In [15]:
# Creating and demonstrating the requested functions for precomputed time-series analysis.
# This code will:
# 1. Define load_data(file_path, col, date_col='Date') that loads the CSV and prepares a DataFrame.
# 2. Define precompute_basic_features(df, price_col, windows=[7,30], rsi_window=14) that computes:
#    - rolling mean, median, std for the windows
#    - daily returns and cumulative returns
#    - SMA (rolling mean) and EMA
#    - rolling correlation with Volume (if present)
#    - volatility (std of returns)
#    - RSI and MACD
# 3. Define save_pre_analysis(df, original_path) to save to a new CSV with suffix "_pre_analysis".
# 4. Demonstrate running these functions on /mnt/data/goog_stock_data.csv using 'Close' if present.
# Note: this environment has no internet access. This will run locally and produce a CSV in /mnt/data.

import pandas as pd
import numpy as np
import os
from typing import List

def load_data(file_path: str, col: str, date_col: str = "Date", parse_dates: bool = True) -> pd.DataFrame:
    """
    Load CSV into a pandas DataFrame, set the date column as a datetime index (if present),
    and ensure the requested column exists.
    
    Parameters
    ---------
    file_path : str
        Path to the CSV file.
    col : str
        Name of the price column to focus on (e.g., 'Close').
    date_col : str
        Name of the date column. Defaults to 'Date'.
    parse_dates : bool
        Whether to parse the date column as datetime.
    
    Returns
    -------
    pd.DataFrame
        Loaded DataFrame with a datetime index (if date_col exists) and containing the requested column.
    """
    df = pd.read_csv(file_path)
    df["Date"] = pd.to_datetime(df["Date"], utc=True)
    df = df.set_index("Date").sort_index()
    # parse date column and set index if exists
    if parse_dates and date_col in df.columns:
        df[date_col] = pd.to_datetime(df[date_col], errors="coerce")
        if df[date_col].isnull().all():
            # failed parsing, keep as-is
            df = df.copy()
        else:
            df = df.set_index(date_col).sort_index()
    # ensure the requested column exists; if not, try to pick a sensible default
    if col not in df.columns:
        numeric_cols = df.select_dtypes(include=[np.number]).columns.tolist()
        fallback = numeric_cols[0] if numeric_cols else None
        raise ValueError(f"Column '{col}' not found in file. Numeric columns available: {numeric_cols}. "
                         f"Consider using one of those (e.g. '{fallback}').")
    return df

def _ema(series: pd.Series, span: int) -> pd.Series:
    return series.ewm(span=span, adjust=False).mean()
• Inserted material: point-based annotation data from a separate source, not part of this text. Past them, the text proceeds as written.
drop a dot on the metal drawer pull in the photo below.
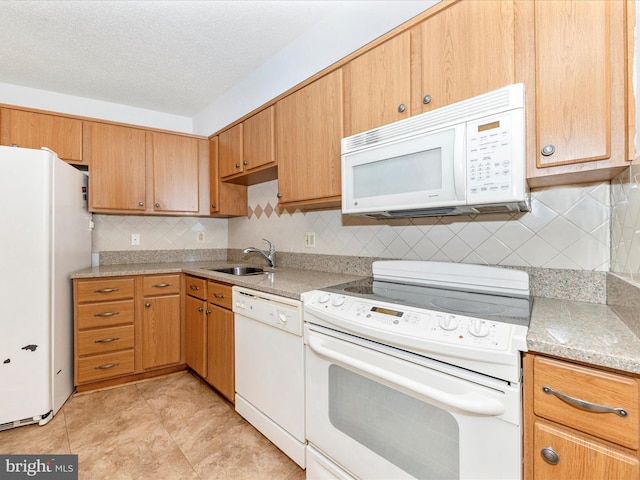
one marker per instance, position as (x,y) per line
(550,455)
(107,340)
(108,365)
(584,405)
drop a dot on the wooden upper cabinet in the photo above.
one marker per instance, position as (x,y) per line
(464,50)
(247,148)
(578,126)
(308,133)
(25,129)
(175,164)
(117,158)
(378,86)
(230,151)
(226,199)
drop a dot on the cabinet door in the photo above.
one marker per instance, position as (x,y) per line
(161,331)
(226,199)
(221,358)
(117,158)
(195,354)
(573,48)
(258,139)
(309,130)
(466,49)
(378,86)
(174,159)
(230,151)
(578,457)
(35,130)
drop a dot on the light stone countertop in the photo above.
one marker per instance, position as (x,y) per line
(286,282)
(584,332)
(580,331)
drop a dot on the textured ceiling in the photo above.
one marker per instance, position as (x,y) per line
(170,56)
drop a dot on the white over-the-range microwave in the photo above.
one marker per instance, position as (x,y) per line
(465,158)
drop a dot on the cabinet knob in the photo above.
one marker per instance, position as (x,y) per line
(550,455)
(548,150)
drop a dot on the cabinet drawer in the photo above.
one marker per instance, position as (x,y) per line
(103,340)
(161,285)
(587,385)
(104,314)
(196,287)
(220,294)
(99,367)
(102,290)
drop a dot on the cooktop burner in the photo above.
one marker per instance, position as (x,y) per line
(497,307)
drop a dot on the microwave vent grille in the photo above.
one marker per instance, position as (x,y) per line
(497,101)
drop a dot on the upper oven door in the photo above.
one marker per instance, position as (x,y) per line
(382,417)
(425,170)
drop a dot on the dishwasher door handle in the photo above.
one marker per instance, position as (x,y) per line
(472,403)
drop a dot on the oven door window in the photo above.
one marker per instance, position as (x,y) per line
(421,439)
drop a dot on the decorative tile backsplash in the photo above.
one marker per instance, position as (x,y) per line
(567,228)
(625,223)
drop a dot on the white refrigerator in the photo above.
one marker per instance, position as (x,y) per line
(45,236)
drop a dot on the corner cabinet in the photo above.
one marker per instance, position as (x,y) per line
(580,422)
(146,172)
(577,71)
(308,134)
(28,129)
(226,199)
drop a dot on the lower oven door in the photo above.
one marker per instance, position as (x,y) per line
(381,413)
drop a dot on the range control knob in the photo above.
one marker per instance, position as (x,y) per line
(449,322)
(479,328)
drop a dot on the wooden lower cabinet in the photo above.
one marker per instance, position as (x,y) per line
(220,351)
(565,440)
(126,328)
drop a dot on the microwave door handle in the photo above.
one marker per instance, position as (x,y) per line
(472,403)
(460,168)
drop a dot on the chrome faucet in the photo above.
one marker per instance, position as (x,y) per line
(271,256)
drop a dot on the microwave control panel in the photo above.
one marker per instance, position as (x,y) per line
(491,159)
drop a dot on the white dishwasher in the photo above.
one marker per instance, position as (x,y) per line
(269,364)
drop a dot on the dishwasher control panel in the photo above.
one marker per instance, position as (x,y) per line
(280,312)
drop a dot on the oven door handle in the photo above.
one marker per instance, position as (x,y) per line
(471,403)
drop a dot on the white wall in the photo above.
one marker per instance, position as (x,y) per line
(87,107)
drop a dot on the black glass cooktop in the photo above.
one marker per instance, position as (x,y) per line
(489,306)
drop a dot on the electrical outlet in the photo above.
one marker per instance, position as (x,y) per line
(310,239)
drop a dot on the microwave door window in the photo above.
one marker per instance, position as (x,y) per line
(411,173)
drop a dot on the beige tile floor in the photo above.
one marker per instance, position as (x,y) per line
(173,427)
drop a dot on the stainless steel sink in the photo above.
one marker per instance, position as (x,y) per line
(239,270)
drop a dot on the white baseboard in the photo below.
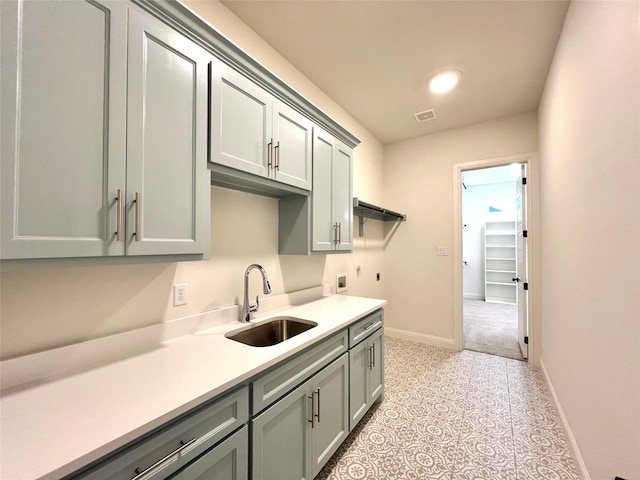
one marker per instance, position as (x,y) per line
(573,444)
(421,338)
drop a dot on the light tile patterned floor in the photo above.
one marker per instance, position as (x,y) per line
(456,416)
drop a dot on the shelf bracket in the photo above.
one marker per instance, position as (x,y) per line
(366,211)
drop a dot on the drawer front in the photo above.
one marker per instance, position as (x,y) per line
(274,384)
(173,447)
(365,327)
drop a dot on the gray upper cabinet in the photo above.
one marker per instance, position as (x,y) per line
(323,222)
(253,132)
(63,128)
(331,199)
(167,195)
(87,125)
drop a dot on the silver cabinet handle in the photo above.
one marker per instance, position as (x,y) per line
(373,356)
(177,451)
(313,409)
(119,215)
(138,202)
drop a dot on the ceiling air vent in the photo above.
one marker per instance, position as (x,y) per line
(425,116)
def precompute_basic_features(df: pd.DataFrame, price_col: str,
                              windows: List[int] = [7, 30],
                              rsi_window: int = 14) -> pd.DataFrame:
    """
    Compute basic statistical/time-series features described by the user:
      - rolling mean, median, std for windows
      - daily returns and cumulative returns
      - SMA (rolling mean) and EMA
      - rolling correlations with Volume if present
      - volatility (std of returns)
      - RSI and MACD
    
    Returns a new DataFrame with added columns.
    """
    df = df.copy()
    price = df[price_col].astype(float)
    
    # Daily returns
    df['daily_return'] = price.pct_change()
    # Cumulative return from start
    df['cumulative_return'] = (1 + df['daily_return']).cumprod() - 1

    # Rolling stats and MAs/EMAs
    for w in windows:
        df[f'rolling_mean_{w}'] = price.rolling(window=w, min_periods=1).mean()
        df[f'rolling_median_{w}'] = price.rolling(window=w, min_periods=1).median()
        df[f'rolling_std_{w}'] = price.rolling(window=w, min_periods=1).std(ddof=0)
        # EMA and SMA (SMA = rolling mean)
        df[f'ema_{w}'] = _ema(price, span=w)
        df[f'sma_{w}'] = df[f'rolling_mean_{w}']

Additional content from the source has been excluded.